Respondent’s Submission and Presentation:
The respondent submitted that a redundancy situation did not arise and advanced that the company sought to regularise the terms and conditions of employment of all staff in 2007 when standard contracts of employment were issued to everybody .A template contract was submitted at the hearing and while it was accepted that the company did not have a signed contract of employment from the claimant , it was contended that he had received a contract in 2007 and was well aware of the age 65 retirement provisions.
It was submitted that the claimant was never offered voluntary redundancy in 2012 – an offer of €16,000 was made equating to €500 a month for 32 months to the claimant’s retirement age of 65 years.It was submitted that the company had endeavoured to be as fair as possible ; that this was an exgratia payment and the claimant had been well aware at the time of the 65year retirement age.It was submitted that no redundancy arose as the company continued to employ the same number of employees since the claimant commenced sick leave in April 2014.The claimant had been replaced by a temporary worker following the commencement of his extended sick leave and a permanent replacement was appointed in October 2015.It was submitted that the claimant had ben requested to return to the company doctor for a second time as there had been confusion about the duties the claimant would be expected to undertake.
It was submitted that in order to succeed in a redundancy claim, there was a requirement to prove that a redundancy had arisen and there was a requirement for impersonality in determining whether or not a position was made redundant.It was advanced that the only complaint before the WRC was for redundancy and any other arguments would have to be dismissed.It was submitted that the respondent had four Mill Operators in 2012 and the situation remained the same today.

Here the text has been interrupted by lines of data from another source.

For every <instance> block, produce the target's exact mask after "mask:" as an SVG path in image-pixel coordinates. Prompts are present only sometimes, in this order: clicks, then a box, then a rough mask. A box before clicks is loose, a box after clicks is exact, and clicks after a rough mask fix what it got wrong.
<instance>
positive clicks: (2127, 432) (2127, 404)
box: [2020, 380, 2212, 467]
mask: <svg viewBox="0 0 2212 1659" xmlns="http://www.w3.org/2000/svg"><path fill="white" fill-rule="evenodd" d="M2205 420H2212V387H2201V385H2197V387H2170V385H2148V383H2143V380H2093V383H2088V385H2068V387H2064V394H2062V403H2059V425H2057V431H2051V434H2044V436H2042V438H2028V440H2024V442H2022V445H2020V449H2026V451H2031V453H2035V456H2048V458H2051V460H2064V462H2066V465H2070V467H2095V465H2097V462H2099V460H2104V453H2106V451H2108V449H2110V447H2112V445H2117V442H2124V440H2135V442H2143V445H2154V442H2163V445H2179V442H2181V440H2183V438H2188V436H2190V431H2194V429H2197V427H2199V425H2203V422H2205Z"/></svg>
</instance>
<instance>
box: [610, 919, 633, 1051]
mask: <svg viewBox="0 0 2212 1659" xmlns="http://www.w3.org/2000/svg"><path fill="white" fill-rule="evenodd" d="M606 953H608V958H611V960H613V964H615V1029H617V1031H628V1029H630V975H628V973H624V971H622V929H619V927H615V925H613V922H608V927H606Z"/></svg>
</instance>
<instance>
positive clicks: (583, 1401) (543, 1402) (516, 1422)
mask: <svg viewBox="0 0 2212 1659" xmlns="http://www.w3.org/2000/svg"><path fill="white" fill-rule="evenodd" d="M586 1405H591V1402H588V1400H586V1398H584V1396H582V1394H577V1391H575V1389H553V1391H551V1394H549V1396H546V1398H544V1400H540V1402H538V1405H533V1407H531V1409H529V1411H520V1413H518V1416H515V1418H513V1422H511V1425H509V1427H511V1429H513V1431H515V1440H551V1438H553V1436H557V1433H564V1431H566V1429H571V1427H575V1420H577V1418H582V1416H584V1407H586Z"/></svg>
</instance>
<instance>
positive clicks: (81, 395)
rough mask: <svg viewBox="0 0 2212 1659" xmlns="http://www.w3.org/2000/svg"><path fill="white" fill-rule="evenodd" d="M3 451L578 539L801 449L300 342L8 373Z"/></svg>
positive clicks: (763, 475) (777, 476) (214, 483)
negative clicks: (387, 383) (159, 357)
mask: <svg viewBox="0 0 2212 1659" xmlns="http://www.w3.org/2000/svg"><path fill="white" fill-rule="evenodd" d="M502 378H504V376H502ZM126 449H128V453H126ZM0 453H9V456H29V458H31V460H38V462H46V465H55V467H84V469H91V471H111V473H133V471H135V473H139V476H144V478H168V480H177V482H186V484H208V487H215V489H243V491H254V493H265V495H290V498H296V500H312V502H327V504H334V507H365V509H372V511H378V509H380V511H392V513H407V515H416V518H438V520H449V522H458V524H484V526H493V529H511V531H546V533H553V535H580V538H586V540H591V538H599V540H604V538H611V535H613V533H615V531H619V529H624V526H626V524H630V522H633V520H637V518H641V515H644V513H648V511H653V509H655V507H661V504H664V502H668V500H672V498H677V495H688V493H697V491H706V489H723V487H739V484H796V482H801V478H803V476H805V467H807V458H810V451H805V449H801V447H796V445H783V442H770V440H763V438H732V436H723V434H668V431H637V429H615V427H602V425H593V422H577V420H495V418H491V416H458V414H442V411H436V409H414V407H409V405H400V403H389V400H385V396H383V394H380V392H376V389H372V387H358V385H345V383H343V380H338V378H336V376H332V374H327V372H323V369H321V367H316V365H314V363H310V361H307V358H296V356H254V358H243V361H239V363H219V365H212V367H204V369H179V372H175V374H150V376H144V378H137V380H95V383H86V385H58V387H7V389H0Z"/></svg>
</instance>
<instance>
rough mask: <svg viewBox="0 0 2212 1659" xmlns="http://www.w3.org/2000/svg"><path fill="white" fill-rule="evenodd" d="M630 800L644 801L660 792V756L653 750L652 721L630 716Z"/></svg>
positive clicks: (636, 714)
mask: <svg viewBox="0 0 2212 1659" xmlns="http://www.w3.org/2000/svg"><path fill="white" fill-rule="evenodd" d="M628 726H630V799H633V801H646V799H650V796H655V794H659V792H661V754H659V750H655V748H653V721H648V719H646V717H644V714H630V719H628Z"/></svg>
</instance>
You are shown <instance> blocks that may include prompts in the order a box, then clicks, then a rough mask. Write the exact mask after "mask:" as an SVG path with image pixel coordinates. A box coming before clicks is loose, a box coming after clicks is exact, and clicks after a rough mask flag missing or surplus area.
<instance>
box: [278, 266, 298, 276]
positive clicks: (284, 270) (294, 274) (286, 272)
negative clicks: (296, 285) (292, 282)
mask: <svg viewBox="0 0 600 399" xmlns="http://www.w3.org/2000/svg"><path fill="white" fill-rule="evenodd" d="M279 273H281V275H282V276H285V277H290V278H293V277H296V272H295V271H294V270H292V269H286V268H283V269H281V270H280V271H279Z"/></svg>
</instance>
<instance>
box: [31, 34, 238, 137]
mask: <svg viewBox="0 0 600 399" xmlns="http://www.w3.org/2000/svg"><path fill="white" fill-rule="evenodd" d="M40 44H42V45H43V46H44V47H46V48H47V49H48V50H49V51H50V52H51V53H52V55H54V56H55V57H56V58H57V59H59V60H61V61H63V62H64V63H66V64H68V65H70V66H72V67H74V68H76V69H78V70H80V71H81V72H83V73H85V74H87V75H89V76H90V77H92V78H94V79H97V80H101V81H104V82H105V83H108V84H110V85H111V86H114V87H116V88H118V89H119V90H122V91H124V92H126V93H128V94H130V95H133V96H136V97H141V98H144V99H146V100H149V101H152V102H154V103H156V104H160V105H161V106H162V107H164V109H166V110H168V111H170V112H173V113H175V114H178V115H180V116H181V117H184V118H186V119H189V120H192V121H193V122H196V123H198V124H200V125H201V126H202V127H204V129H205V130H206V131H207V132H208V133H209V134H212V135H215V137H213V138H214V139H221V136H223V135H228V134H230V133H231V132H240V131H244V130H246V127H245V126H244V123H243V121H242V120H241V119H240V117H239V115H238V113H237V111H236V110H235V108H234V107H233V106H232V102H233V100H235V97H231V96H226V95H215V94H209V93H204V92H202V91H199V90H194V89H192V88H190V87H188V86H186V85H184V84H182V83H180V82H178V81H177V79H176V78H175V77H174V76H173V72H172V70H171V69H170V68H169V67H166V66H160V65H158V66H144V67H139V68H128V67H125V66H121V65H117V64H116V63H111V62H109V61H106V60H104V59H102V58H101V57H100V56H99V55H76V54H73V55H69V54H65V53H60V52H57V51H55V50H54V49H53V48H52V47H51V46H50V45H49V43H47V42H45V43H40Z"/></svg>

I have reviewed the evidence presented at the hearing and noted the submissions made by the parties.While I acknowledge the claimant has made compelling arguments in relation to the respondent’s management of his extended sick leave and the termination of employment , I am obliged to accept the respondent’s contention that the only claim before me is under the Redundancy Payment Act.There is no other complaint before me under any other employment rights legislation .In the circumstances I have concluded that the respondent has demonstrated that a redundancy situation did not arise and accordingly , the claimant’s complaint must fail.